China is at the forefront of the global green industrial revolution, and its strong moves towards, and future plans for, low-carbon economic growth have not been adequately recognised by other countries, according to a policy paper by Nicholas Stern published 8 November 2010 by the Grantham Research Institute on Climate Change and the Environment and the Centre for Climate Change Economics and Policy (CCCEP).

Lord Stern’s paper points out that China’s 12th five-year plan, for the period between 2011 and 2015, should help it to make further progress along the transition to a low-carbon economy, and could include new measures to create a price on greenhouse gas emissions. The outline of the 12th five-year plan was published in October.

The paper concludes: “China’s commitment to a low-carbon economy has been under-appreciated around the world. The green stimulus of 2008/2009, strong investment in rail transport, regulation of vehicle emissions, rapid growth in production and use of renewables, reforestation, and strong emission intensity targets, are all evidence of this commitment.

“Low-carbon growth in China is vital both for China’s future and that of the world as a whole. The urgency, the scale of the required changes and the magnitude of the opportunities in the new economy, mean that green policies should be at the heart of the 12th and 13th five-year plans; and we already know that they are central to the 12th plan.

“Given that total global annual emissions of greenhouse gases must be cut by about 30 per cent in the next 20 years, China’s size implies that if the world is to have a reasonable chance of holding global warming to no more than 2°C above pre-industrial levels, then China’s total annual emissions should return to no more than current levels of 8 to 9 billion tonnes by 2030.

“China can build on the advances in energy efficiency achieved through the 11th five-year plan. A 20 per cent reduction in energy per unit of output, as in the 11th plan, together with a 10 per cent reduction in emissions per unit of energy would create a 28 per cent reduction in emissions per unit of output over the next five years, approximately what is necessary to limit warming to no more than 2°C. This would approximately halve emission per unit of output over two five-year plans, if achieved in each plan.

“This is a stronger level of ambition than currently envisaged but would be necessary to have a reasonable chance of limiting warming to no more than 2°C, given that growth rates of 7 per cent would lead to a doubling of output each decade.

“Strong policies at both the national and local level would both raise resources for new investment and give incentives to achieve these targets effectively, efficiently and equitably.

“Such targets and policy action would not only help to put the world on track to limit warming to no more than 2°C, they would also show the world what is possible and the opportunities that are available.

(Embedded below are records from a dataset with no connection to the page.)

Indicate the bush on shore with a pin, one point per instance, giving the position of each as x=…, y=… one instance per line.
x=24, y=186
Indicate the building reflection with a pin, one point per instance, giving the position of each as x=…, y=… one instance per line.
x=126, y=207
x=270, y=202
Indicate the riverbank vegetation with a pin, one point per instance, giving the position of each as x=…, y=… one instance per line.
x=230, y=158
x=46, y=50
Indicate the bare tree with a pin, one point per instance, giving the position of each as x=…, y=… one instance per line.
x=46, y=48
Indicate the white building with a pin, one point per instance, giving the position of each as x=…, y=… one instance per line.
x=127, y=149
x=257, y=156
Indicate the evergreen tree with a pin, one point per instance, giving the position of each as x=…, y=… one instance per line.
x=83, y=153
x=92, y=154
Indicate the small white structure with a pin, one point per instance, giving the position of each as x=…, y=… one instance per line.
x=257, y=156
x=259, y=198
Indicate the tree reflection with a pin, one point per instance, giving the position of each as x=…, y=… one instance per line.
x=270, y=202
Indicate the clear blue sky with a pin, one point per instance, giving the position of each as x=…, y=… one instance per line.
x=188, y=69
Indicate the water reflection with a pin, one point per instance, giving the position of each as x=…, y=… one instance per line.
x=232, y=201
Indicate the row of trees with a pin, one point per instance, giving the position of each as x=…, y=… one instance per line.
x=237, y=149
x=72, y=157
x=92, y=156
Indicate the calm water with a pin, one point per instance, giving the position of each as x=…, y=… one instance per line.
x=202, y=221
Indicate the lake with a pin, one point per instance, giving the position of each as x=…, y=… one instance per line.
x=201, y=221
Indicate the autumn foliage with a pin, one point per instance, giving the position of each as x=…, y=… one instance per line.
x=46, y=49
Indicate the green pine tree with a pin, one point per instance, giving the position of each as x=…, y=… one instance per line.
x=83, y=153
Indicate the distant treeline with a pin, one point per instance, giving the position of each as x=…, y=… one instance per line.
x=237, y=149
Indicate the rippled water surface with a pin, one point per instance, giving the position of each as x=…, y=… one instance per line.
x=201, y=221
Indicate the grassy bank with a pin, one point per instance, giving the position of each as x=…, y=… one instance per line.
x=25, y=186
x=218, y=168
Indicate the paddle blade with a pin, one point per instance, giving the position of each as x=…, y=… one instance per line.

“China has recently introduced a tax on natural resources, and plans to apply this to coal: a strong increase in such taxes, together with a cap and trade scheme under discussion, could move incentives powerfully in the right direction.

“It would be a real growth strategy: high-carbon growth has no future. Low-carbon growth is the model for the 21st century. We cannot afford to continue with the outmoded theory and practice of the 20th century. That is why the 12th five-year plan, quite rightly, embraces this new model.

“The argument that low-carbon growth is not simply the only realistic possible future, but also very attractive, must be won, both because it is correct and because the alternative path is so dangerous. And it must be won across the world.

“The current position is deeply inequitable: developed countries became rich on high-carbon growth, but poor countries are hit earliest and hardest, and all countries must find a new way. But China’s size and growth make it inescapably central to the response.

“There is no country more important than China in leading the way to a radically different, more dynamic, and much more desirable form of growth. There is no more important power than the power of the example. China and the world as a whole have so much to gain from its leadership.”

Notes for Editors

  1. Nicholas Stern was Second Permanent Secretary at HM Treasury of the UK Government between 2003 and 2007. He also served as Head of the Government Economic Service, head of the review of economics of climate change (the results of which were published in ‘The Economics of Climate Change: The Stern Review’ in October 2006), and director of policy and research for the Commission for Africa. His previous posts included Senior Vice-President and Chief Economist at the World Bank, and Chief Economist and Special Counsellor to the President at the European Bank for Reconstruction and Development. He was recommended as a non-party-political life peer by the UK House of Lords Appointments Commission in October 2007. Baron Stern of Brentford was introduced in December 2007 to the House of Lords, where he sits on the independent cross-benches.
  2. Lord Stern is Chair of the Grantham Research Institute on Climate Change and the Environment, which was launched at the London School of Economics and Political Science in October 2008. It is funded by The Grantham Foundation for the Protection of the Environment. Lord Stern is also Chair of the Centre for Climate Change Economics and Policy, which is hosted by the University of Leeds and the London School of Economics and Political Science (LSE). He is also Director of the India Observatory and the Asia Research Centre at London School of Economics and Political Science.